Resilience: Under this scenario, the drug problem is a consequence of a larger social problem related to poor socio-economic conditions at the local level and the lack of jobs and opportunities, especially for the youth. It also focuses on addiction as a health problem and not a criminal one.


The scenario portends countries investing in communities, establishing clinics to treat drug addicts, building sport facilities to dissuade youngsters from joining gangs and implementing “harm reduction” policies. It even envisions some sort of Marshall Plan where countries such as the United States contribute substantial financial resources in community building efforts in Latin America.


This is the most unrealistic scenario. The drug problem in most of Latin America is not abuse but trafficking. Building libraries or basketball courts in poor areas won’t stop youths from joining gangs and engaging in drug running when the incomes they derive from it far exceed those they can earn from legal activities. And good legal jobs are rarely created in areas suffering from violent crime. It’s a vicious circle that is difficult to overcome short of legalization.


This scenario tackles drug abuse from a health perspective, which is positive. But this can also be the case under the legalization scenario.


Disruption: This is perhaps the most politically realistic scenario for the moment. Fed up by the constant failure of prohibition and the little advances in implementing alternatives to the war on drugs, one or a group of countries abandon the fight against international drug trafficking. They adopt a non-interventionist approach to drug smuggling, while focusing their police resources on violent crimes.

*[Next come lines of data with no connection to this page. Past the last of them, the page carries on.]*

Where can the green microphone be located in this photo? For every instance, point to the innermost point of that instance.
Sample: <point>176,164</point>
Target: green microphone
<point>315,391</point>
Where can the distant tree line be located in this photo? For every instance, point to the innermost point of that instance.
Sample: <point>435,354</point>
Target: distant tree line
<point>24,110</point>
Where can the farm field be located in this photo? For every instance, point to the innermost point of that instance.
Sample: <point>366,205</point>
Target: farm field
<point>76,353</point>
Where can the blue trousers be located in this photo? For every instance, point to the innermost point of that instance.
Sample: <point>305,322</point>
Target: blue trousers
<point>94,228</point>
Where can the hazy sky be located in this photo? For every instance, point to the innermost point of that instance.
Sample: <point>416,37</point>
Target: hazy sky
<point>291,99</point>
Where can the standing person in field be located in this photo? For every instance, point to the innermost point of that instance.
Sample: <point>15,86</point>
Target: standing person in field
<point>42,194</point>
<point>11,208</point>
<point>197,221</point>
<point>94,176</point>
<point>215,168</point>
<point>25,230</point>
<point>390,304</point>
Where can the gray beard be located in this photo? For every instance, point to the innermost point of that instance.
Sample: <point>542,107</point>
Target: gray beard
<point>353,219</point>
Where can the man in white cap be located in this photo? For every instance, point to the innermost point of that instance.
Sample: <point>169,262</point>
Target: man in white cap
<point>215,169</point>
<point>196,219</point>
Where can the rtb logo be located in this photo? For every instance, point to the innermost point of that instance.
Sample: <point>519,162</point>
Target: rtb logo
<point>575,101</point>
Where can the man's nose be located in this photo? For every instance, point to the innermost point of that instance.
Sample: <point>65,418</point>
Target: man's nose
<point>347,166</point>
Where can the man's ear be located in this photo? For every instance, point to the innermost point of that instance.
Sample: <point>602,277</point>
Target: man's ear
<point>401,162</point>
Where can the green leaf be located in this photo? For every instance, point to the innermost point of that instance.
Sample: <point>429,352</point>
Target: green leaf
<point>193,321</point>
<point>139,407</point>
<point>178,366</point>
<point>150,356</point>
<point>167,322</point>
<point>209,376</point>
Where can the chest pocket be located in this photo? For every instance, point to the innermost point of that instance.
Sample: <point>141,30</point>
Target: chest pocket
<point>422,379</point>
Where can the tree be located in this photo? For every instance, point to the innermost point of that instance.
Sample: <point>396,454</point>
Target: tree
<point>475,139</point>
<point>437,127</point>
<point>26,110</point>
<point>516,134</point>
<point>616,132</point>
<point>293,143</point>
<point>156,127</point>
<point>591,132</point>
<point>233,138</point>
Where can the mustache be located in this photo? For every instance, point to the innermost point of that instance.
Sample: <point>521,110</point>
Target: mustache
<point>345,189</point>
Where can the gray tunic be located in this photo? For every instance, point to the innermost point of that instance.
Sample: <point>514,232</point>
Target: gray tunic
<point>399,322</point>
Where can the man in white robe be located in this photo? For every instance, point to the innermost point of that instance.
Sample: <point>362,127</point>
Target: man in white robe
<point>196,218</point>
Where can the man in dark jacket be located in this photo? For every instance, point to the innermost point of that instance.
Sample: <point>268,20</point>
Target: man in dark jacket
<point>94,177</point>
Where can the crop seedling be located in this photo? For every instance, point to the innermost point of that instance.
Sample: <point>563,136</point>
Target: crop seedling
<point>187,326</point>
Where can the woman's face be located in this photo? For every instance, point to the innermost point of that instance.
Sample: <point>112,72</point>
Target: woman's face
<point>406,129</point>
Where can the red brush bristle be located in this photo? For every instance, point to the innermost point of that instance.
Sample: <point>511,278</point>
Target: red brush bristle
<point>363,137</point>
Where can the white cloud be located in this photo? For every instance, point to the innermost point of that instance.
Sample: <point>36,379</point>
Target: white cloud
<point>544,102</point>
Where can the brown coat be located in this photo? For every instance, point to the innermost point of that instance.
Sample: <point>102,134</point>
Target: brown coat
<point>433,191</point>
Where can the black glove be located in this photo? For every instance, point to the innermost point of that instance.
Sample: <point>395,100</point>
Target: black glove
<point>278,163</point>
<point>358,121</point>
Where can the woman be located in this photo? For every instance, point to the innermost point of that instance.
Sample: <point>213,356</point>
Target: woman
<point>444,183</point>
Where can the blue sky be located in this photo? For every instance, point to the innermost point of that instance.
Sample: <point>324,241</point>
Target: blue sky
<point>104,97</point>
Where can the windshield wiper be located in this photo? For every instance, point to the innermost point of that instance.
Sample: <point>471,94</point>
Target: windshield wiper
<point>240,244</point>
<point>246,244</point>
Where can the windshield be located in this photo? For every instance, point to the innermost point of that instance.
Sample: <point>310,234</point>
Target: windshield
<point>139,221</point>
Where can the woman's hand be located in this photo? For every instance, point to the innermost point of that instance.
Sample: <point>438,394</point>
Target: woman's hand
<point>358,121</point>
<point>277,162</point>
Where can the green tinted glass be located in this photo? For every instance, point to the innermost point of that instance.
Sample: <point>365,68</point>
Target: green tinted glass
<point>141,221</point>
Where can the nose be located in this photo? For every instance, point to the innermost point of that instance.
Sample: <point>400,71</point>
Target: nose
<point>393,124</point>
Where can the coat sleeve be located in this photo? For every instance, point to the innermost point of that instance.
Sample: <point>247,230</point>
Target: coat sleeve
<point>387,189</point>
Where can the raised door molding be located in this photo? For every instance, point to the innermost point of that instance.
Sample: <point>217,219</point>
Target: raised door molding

Many people speculated that this could be the case of Mexico under its new president Enrique Peña Nieto, although there is little evidence so far that his government is trying to reach accommodation with the cartels. Nor is this necessarily possible nowadays. Back in the 1970s and 80s the PRI governments—to which Peña Nieto belongs—adopted a complicit approach to drug trafficking, basically having the federal government look the other way while drugs were shipped to the North. However, back then drug trafficking was basically a family business conducted by an ex-policeman, Miguel Ángel Felix Gallardo. Today Mexico has up to seven powerful and violent cartels that fight against each other for control of trafficking routes. Even if the Mexican government were to adopt a non-interventionist approach to drug smuggling, that wouldn’t prevent the cartels from engaging in bloody turf wars. Drug violence might decline, since government intervention added volatility to a changing cartel landscape, but it is likely that Mexico would remain a violent country.


Moreover, the report rightly points out that, if a country decides to abandon the fight against drug trafficking, it could become a safe haven for kingpins. Drug money would likely flow into that country’s economy, potentially corrupting institutions and even civil society.


Unfortunately, given Washington’s obstinacy with prohibition, several governments in the region might be tempted to follow this scenario in the near future. They are willing to risk the growing presence of criminal organizations in order to reduce the staggering levels of violence afflicting their countries.


The OAS should be commended for this candid report. It serves the cause of having an open and honest debate on drug policy. It is now up to the leaders of the 34 nations of the Western Hemisphere to discuss which of these scenarios serve their countries better.